- Theatrical release poster
- Directed by: Rasa Vikram
- Starring: Imman Annachi; J. Vignesh; V. Ramesh;
- Cinematography: Krishnan Varadha Rajan
- Edited by: Nagappan Naveenkumar
- Music by: Rabidevendran
- Production company: Vittal Movies
- Release date: 13 October 2023;
- Country: India
- Language: Tamil

= Pudhu Vedham =

2023 Tamil film

Pudhu Vedham is a 2023 Indian Tamil-language film directed by Rasa Vikram and starring Imman Annachi, J. Vignesh and V. Ramesh in the lead roles.
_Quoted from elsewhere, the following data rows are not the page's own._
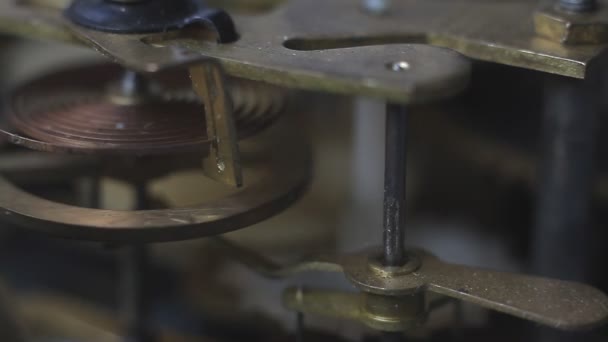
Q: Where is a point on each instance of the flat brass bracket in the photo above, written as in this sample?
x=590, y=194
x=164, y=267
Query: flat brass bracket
x=570, y=28
x=575, y=306
x=223, y=161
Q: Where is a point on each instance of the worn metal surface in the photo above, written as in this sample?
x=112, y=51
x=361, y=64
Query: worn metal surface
x=278, y=180
x=260, y=54
x=394, y=186
x=565, y=27
x=289, y=47
x=383, y=313
x=556, y=303
x=73, y=111
x=223, y=162
x=563, y=234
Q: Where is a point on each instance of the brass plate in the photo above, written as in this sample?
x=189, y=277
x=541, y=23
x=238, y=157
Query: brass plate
x=281, y=179
x=296, y=44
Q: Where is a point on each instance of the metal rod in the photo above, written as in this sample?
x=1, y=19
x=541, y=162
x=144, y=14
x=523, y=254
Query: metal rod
x=133, y=275
x=299, y=326
x=563, y=234
x=394, y=186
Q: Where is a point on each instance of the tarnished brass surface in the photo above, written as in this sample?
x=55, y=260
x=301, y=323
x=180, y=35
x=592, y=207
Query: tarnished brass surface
x=280, y=179
x=572, y=28
x=260, y=54
x=383, y=313
x=70, y=111
x=223, y=162
x=573, y=306
x=294, y=45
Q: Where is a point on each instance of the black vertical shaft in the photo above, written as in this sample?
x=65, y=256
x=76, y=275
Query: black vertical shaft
x=563, y=241
x=565, y=180
x=134, y=301
x=394, y=186
x=134, y=270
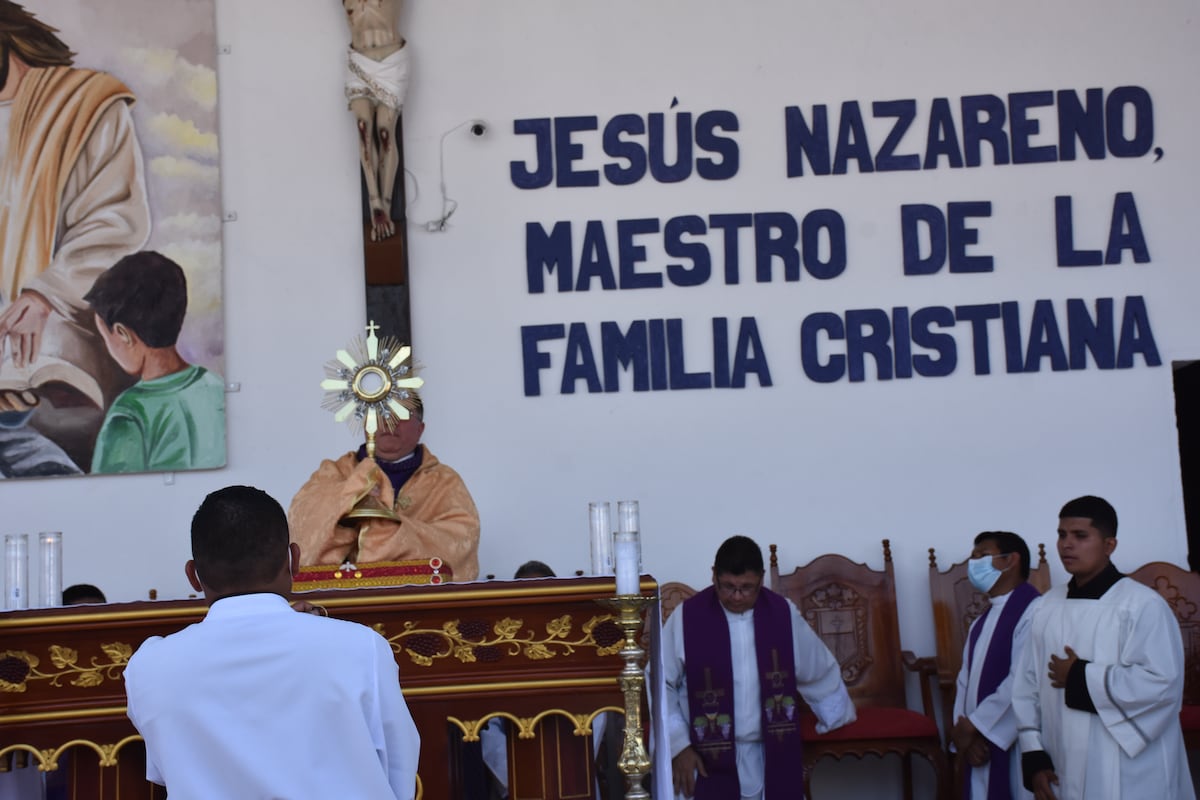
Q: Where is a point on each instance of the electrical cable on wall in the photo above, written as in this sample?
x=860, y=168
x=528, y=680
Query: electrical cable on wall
x=449, y=205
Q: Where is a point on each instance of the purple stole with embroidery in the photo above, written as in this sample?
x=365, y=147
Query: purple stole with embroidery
x=709, y=672
x=996, y=665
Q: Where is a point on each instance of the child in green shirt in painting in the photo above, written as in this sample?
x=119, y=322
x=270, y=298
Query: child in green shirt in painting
x=174, y=416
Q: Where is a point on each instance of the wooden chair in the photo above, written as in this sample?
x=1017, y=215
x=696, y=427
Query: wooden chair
x=955, y=606
x=671, y=594
x=853, y=609
x=1181, y=590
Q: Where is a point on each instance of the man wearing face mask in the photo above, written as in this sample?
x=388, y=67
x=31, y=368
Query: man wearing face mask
x=984, y=732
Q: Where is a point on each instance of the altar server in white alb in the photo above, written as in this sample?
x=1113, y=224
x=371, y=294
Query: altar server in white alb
x=984, y=729
x=1098, y=693
x=261, y=701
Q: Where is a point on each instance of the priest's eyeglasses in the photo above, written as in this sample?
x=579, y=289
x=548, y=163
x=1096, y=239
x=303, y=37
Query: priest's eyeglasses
x=732, y=589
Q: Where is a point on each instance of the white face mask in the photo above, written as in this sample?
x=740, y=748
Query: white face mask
x=982, y=573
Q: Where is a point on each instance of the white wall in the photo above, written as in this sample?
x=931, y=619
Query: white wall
x=816, y=468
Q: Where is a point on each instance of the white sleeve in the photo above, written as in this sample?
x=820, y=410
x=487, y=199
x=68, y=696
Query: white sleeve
x=1029, y=669
x=401, y=741
x=960, y=687
x=132, y=710
x=994, y=716
x=676, y=678
x=1138, y=698
x=819, y=677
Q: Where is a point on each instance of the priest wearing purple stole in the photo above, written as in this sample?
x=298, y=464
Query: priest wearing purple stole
x=738, y=659
x=984, y=732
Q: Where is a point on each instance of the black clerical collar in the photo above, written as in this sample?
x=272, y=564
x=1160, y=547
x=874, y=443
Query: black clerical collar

It was released on 13 October 2023.

== Cast ==
- Imman Annachi
- J. Vignesh
- V. Ramesh
- Scissor Manohar
- Varunika Lavanya

==Production==
Varunika Lavanya of Sri Lankan Tamil heritage made her acting debut through the film.

== Reception ==
The film was released on 13 October 2023 across theatres in Tamil Nadu. A critic from Maalai Malar gave the film a negative review, noting that the "screenplay was disappointing". In contrast, a reviewer from Dina Thanthi noted that the filmmaker was able to combine "love, friendship and family" well.